この実施例は、カチオン性リポソーム、次に、CPISPR/Cas9、shRNA、リボザイム、またはマウスNFkB−p65を特異的に標的とするアンチセンス配列をコードするプラスミドDNAベクターのIV逐次注射はそれぞれ、マウスにおけるp65発現を抑制することを実証する、行われた実験について説明する。
第1の実施例では、1グループ当たり3匹または4匹のマウスに注射した。各マウスは、リポソーム二重層に組み込まれた2.5%のデキサメタゾンパルミテート(DP)を含有する1000ナノモルのDOTAPカチオン性リポソームの単回IV注射を投与された。この2分後に、内因性マウスNFkB−p65の発現を抑制するために、示されたCRISPRベースまたはリボザイムベースのプラスミドをコードする75ugのプラスミドDNAを単回IV注射した。
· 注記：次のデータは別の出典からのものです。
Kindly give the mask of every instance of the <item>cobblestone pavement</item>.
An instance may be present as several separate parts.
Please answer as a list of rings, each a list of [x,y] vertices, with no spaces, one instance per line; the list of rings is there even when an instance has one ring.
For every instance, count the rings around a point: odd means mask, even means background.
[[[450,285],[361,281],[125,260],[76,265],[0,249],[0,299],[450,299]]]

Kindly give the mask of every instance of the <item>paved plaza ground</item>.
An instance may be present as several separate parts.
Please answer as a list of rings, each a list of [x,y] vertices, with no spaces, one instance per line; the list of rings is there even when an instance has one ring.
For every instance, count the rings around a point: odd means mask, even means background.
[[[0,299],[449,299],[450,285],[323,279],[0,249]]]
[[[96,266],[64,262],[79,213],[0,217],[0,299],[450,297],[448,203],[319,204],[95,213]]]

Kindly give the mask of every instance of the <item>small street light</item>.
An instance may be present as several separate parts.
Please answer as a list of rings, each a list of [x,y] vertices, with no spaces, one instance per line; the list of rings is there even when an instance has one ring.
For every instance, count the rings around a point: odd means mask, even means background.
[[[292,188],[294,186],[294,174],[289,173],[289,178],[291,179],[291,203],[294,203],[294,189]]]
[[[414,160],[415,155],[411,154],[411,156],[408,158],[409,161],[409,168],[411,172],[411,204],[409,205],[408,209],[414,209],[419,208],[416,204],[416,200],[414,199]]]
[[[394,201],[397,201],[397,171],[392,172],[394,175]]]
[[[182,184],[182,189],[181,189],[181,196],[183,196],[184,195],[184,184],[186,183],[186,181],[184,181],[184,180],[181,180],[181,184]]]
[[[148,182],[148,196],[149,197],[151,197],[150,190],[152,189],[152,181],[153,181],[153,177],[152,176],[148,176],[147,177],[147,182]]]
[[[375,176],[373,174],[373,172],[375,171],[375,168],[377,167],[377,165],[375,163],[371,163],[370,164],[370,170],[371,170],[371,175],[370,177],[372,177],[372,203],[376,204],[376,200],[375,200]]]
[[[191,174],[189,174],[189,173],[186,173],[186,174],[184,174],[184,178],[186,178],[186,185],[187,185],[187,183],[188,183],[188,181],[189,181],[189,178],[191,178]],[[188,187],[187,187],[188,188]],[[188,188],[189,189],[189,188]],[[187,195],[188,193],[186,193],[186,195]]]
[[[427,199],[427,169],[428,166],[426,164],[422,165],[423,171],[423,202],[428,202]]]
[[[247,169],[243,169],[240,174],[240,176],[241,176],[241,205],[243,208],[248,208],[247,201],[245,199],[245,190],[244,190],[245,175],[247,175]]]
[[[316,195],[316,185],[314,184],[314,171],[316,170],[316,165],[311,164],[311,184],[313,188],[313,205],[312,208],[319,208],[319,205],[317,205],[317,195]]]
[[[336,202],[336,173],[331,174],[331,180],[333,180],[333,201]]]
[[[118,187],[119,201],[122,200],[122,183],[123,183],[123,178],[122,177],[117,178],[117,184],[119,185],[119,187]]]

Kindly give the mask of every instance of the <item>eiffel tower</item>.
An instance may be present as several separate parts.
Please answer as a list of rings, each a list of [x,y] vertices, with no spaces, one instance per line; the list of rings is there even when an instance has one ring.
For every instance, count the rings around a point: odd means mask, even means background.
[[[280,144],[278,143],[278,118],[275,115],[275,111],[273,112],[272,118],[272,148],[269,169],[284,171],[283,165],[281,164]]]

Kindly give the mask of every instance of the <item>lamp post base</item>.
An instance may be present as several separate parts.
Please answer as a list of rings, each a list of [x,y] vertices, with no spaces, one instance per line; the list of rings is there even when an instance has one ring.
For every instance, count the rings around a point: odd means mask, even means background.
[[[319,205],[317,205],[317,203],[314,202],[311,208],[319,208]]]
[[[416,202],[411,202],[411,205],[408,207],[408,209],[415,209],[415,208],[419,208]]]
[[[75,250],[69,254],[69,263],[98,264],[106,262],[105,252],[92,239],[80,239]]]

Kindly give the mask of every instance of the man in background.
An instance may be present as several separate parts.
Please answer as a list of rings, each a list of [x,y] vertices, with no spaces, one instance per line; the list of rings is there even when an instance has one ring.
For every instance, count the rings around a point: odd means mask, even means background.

使用されたプラスミドは、以下の通りである:リボザイム(図13、配列番号7)、CRISPR1(図14、配列番号8)、CRISPR2(図15、配列番号9)、及びCRISPR(図16、配列番号10)。対照群は、その代わりにマウスPECAMを標的とした20bpの標的化配列を除いて、抗NFkB−p65 CRISPRプラスミドと同一のCRISPR/Cas9プラスミドを投与された。全てのグループを、IV注射の2時間前に、40mg/kgのデキサメタゾンのIP注射により処置した。
この実施例の方法は、上記と同じである。結果を図10に示す。これらのデータは、抗マウスNFkB−p65 CRISPR/Cas9プラスミドベースの標的化ベクターが、マウスにおける全身注射の13日後に、内因性マウスp65の発現を低下させることを実証する。加えて、これらのマウスの組織切片で、NFkB−p65免疫組織化学法を実施した。
この実施例の方法は、上記と同じである。結果を図11に示す。これらのデータは、抗マウスNFkB−p65 CRISPR/Cas9及びアンチセンスプラスミドベースの標的化ベクター(図19、配列番号11)が、全身注射のそれぞれ13日及び1日後で内因性マウスp65の発現を低減させることを実証する。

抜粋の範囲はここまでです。